Two recent studies for Microsoft research showed that synthetic data could be used to train models that were smaller and simpler than state-of-the-art software, such as OpenAI's GPT4 or Google's Palm 2.
One paper described a synthetic data set of short stories generated by GPT4, which only contained words that a typical four-year-old might understand.
This data set known as tiny stories was then used to train a simple LLM that was able to produce fluent and grammatically correct stories.
The other paper showed that AI could be trained on synthetic Python code in the form of textbooks and exercises, which they found performed relatively well on coding tasks.
Startups such as Scale AI and Gretel AI have sprung up to provide synthetic data as a service.
Gretel, set up by former U.S. intelligence analysts from the National Security Agency and the CIA, works with companies including Google, HSBC, Riot Games, and Illumina to augment their existing data with synthetic versions that can help train better AI models.
The key component of synthetic data, according to Gretel chief executive Ali Gullschen,
is that it preserves the privacy of all individuals in a data set while still maintaining its statistical integrity.
Well-crafted synthetic data can also remove biases and imbalances in existing data, he added.
Hedge funds can look at black swan events and, say, create 100 variations to see if our models crack,
Gulschen said.
For banks where fraud typically constitutes less than 100th of a percent of total data,
Gretel's software can generate, quote, thousands of edge case scenarios on fraud and train AI models with it, end quote.
Critics point out that not all synthetic data will be carefully curated or reflect or improve on real-world data.
As AI generated text and images start to fill the Internet, it is likely that AI companies crawling the web for training data will inevitably end up using raw data produced by primitive versions of their own models, a phenomenon known as dogfooding.
Research from universities including Oxford and Cambridge recently warned that training AI models on their own raw outputs,
which may contain falsehoods or fabrications, could corrupt and degrade the technology over time, causing irreversible defects, end quote.
So usually when I ask you the hive mind for help on something, I get about a dozen responses, maybe 30, which is always great.
The whole reason I found the developer who is working with me on this AI side project is because when I,
asked for recommendations, you all delivered in a big way. So when I asked yesterday for some
alpha test volunteers, I expected I'd get, you know, the usual 30 or so responses. Instead,
I got over 200, which is great. Much appreciated. But there's no way I can ask all of you to do
this testing. There's no way I need that many testers. Really, only about a dozen should do it.

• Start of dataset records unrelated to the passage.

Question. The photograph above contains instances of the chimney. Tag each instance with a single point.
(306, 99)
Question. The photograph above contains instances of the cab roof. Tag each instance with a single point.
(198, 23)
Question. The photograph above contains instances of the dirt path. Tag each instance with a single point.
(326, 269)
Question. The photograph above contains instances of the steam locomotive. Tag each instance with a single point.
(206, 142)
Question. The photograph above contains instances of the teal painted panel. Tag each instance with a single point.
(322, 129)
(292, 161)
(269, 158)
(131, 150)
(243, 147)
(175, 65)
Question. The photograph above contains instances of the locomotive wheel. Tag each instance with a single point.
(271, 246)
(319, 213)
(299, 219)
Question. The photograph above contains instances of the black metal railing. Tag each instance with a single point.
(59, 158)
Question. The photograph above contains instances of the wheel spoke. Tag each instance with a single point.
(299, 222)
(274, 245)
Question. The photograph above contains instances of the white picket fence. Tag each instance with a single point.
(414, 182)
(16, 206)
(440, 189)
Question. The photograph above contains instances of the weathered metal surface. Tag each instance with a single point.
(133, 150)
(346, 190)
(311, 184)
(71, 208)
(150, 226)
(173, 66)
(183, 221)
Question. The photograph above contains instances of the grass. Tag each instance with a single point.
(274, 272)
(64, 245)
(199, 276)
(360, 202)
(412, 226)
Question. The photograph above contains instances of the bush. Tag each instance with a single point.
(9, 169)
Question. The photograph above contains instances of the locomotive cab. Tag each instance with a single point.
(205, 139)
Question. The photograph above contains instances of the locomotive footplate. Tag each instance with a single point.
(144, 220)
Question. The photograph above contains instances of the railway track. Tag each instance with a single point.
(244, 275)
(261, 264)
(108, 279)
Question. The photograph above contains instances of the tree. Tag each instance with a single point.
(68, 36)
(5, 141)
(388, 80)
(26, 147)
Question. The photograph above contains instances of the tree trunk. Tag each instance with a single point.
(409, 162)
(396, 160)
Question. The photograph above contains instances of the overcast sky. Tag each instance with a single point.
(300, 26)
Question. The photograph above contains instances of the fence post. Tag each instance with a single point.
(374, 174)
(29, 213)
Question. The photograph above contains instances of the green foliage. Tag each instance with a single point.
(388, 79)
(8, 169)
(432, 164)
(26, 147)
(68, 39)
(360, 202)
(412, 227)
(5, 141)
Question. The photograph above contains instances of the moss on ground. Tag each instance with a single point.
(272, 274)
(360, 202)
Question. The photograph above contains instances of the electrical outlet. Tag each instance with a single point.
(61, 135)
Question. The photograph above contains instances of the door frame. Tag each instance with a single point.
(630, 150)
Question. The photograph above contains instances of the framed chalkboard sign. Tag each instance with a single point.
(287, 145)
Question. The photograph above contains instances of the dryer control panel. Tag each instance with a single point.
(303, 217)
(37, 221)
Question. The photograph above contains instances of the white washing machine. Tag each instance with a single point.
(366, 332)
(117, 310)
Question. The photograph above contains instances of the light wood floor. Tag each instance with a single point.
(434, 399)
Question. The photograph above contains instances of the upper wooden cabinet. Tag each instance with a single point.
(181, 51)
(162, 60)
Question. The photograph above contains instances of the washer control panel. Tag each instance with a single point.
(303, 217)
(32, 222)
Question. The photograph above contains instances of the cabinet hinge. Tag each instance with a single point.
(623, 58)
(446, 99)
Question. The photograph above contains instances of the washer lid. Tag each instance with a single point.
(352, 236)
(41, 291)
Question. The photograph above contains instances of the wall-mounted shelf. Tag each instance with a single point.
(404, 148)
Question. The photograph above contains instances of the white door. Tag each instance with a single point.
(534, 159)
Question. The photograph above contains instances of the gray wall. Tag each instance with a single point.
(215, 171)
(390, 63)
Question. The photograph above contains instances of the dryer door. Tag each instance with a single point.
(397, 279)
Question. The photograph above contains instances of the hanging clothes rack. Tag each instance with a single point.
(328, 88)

Tonight is the crunch meeting with the developer to see if we're ready to deploy. So a dozen or so
of you might get an email from me either tomorrow or by Saturday. If you don't get an email about
helping me test my AI experiment, don't take it personally. I just don't need quite that much help
from that many people. But I still want you to know that even if you don't hear from me,
I am deeply, deeply appreciative that so many of you were willing to help. Talk to you tomorrow.